Bulstrode et al., similarly found that ROM for the early mobilisation group at 6 weeks postoperatively was greater than static mobilisation but disappeared at 12 weeks. Grip strength was also assessed at 12 weeks postoperatively. The difference in grip strength was significantly greater in the early-mobilised group and to uninjured hand compared to the immobilised and uninjured hand.
Our highly specialized hand therapy programs for early mobilisation rehabilitation programs can be in two categories
(1) Early active mobilisation and
(2) Early controlled mobilization using a dynamic splint.
Early controlled motion with a dynamic extensor splint has been found to decrease adhesions and subsequent contractures taking into cognizance duration, splinting technique and frequency and force intensity of exercises used for rehabilitation, further illustrating that further studies are needed.
The patient needs to be very cooperative and the hand therapist needs to monitor carefully in postoperative rehabilitations. Therefore a team approach needs to be made with rehabilitation tailored to the individual adjusting management as they go along.
Short-Term Goals :
1. Management of acute pain with a combination of heat therapy, electrotherapy, and massage therapy
2. Passive Mobilizations of the DIP, PIP, MCP and wrist joints with consistent and sustained stretch where needed. To be repeated severally at home.
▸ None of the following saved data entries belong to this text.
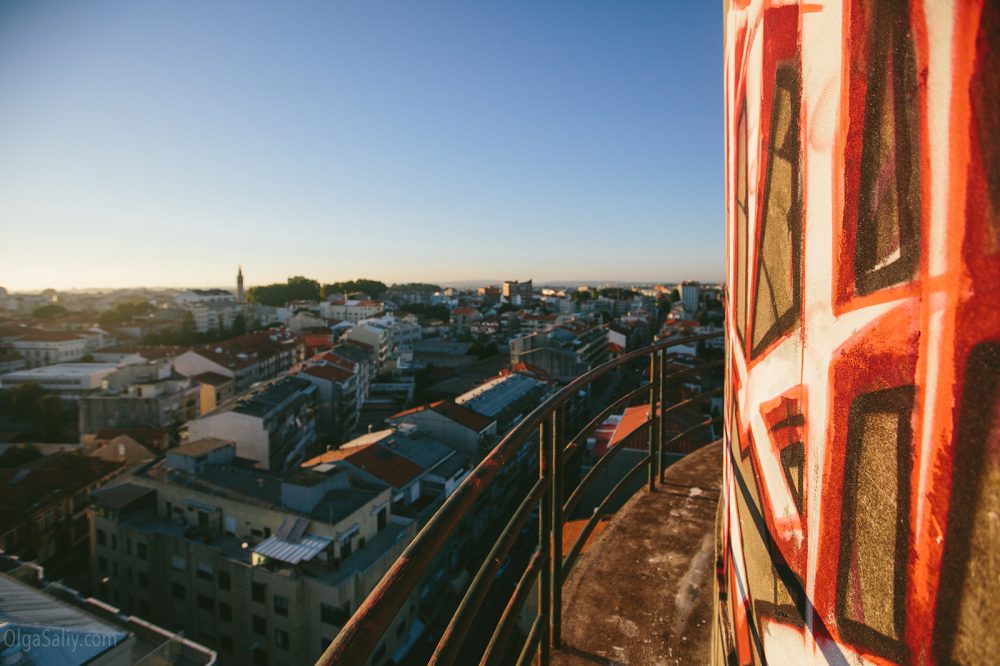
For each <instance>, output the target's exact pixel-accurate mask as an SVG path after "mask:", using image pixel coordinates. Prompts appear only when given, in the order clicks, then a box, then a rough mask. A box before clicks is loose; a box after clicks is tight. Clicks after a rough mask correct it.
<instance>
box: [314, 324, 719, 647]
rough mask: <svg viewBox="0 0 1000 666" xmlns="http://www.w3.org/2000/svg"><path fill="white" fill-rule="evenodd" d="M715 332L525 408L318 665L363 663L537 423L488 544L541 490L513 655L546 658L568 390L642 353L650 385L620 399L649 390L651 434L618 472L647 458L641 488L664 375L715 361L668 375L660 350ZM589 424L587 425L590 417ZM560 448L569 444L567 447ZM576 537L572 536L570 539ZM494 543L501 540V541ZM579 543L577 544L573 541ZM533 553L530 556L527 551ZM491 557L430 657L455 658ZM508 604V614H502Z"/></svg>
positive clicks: (557, 541)
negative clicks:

3. Differential tendon gliding facilitation to the 1st,2nd, 3rd, 4th, and 5th digits.
4. Muscle and Tendon facilitation to assist tendon gliding
5. Electrical Muscle stimulation to the extensors and flexors muscles
6. Splinting programs consisting of night splint and day functional splints
7. Sensory re-education to the 1st, 2nd, 3rd, 4th and 5th digits.
Long-Term Goals :
Healing time for tendon repair will usually take between 8-12 weeks but restorations of function and ability to assume full activity, load and stress can take up to 6 months to 12 months. A daily and consistent hand therapy may help to shorten the recovery time to 3 to 4 months.
Long-term goals will be to:
1. Reduce the tendon adhesion at the DIP, PIP and MCP of the 1st, 2nd, 4th and 5th digits and the wrist joint
2. Reduce the swelling at the digits, the dorsal and volar surface of the left hand and the wrist joint
3. Achieve full degrees flexion at the DIP, PIP joints of the 2nd, 3rd, 5th digits
4. Achieve full degrees flexion at the MCP joints of the 2nd 3rd and 5th digits
5. Increase gross muscle power of the 1st, 2nd, 3rd, 4th and 5th digits
6. Increase gross muscle power of the 1st, 2nd, 3rd, 4th and 5th digits in extension
7. Re- educate in manipulation and gripping of large objects.